Conflicts are a particularly important issue where advisers are shared with the employer. The draft guidance comments that it is difficult to provide guidance in this area. However, as a general rule, trustees should give careful consideration to situations where the same firm/individual provides advice to both employers and trustees. It is likely that there will be situations where the practice is unacceptable.

The draft guidance comments that conflicts can arise where there is an in-house pensions manager who will be employed by the employer. In this case, the trustees need to be sure in what capacity the pensions manager is responding to any trustee query: his trustee hat or his employer hat. 

Comments

Pension schemes are an unusual form of commercial trust where the employer (as settlor) has powers and duties during the lifetime of the scheme. Traditionally this has meant that employers and trustees have worked together to ensure that the scheme is appropriately funded and administered. Into this rather specialist trust arena, strict conflicts of interest requirements developed in other trust arenas, are being brought to bear. The inherent danger in this is that it will blow apart the usual pension scheme trustee structure and force employers and trustees poles apart. The central issue for trustees and employers is to ensure that all parties are aware of conflicts generally and that "decisions" are not subject to undue influence.

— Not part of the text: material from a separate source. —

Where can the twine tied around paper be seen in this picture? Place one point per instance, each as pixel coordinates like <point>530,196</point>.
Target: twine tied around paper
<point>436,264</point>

The draft guidance is the first time that the Regulator has attempted to provide detailed guidance on trustees' conflicts of interest. Until now the Regulator has made passing reference to conflict management in other guidance, for example, the clearance guidance. However, the draft guidance is not a summary of the law relating to conflicts and it steers away from giving a legal view on conflicts issues. Instead, it sets out the actions the Regulator considers trustees should be taking, as part of good scheme governance, to identify potential conflicts of interest. In addition, it sets out various courses of action that might be used to manage conflicts. Finally, the draft guidance underlines the importance of legal advice in relation to conflicts generally as well as in specific circumstances.

Trustees need to understand what conflicts of interest are, when they may arise and ways in which to deal with them. Whilst the draft guidance is a useful start, it would be improved if it were much punchier, shorter and clearer. In addition, the draft guidance glosses over confidentiality issues which often occur in practice and tend to be difficult to manage. Specific guidance on this issue would have been helpful.

The draft guidance may be seen to be encouraging schemes to have independent trustees because of the stress it places on the role that independent trustees may play in the management of conflicts of interest. The term "independent trustee" generally refers to a paid professional trustee rather than merely a trustee who does not have a conflict. Instead of talking about independent trustees it would be preferable if the guidance referred to "non-conflicted" trustees. At the same time, the existence of independent or non-conflicted trustees does not eliminate the conflict affecting the conflicted trustee.

It is interesting that the draft guidance focuses on the role of pensions managers and the secretary to the trustees and their potential conflicts. Trustees tend to focus on issues relating to their own conflicts and well as their advisers. Pensions managers, especially those who are in-house and employed by the employer, need to have clearly defined roles and be alive to the fact that they have potential conflicts of interest.

The key to conflicts of interest is that trustees can identify when they arise and can deal with them. There are no hard and fast rules for trustees to be guided by. The appropriate response depends on the circumstances of the case. Trustees need to be aware of the different conflict management techniques (the draft guidance sets out the main ones) and to take legal or other professional advice where necessary. They should develop a conflicts policy in addition to any register of interests.

This analysis is based on the Regulator's conflicts of interest consultation document published on 22 February 2008. Consultation closes on 30 May 2008.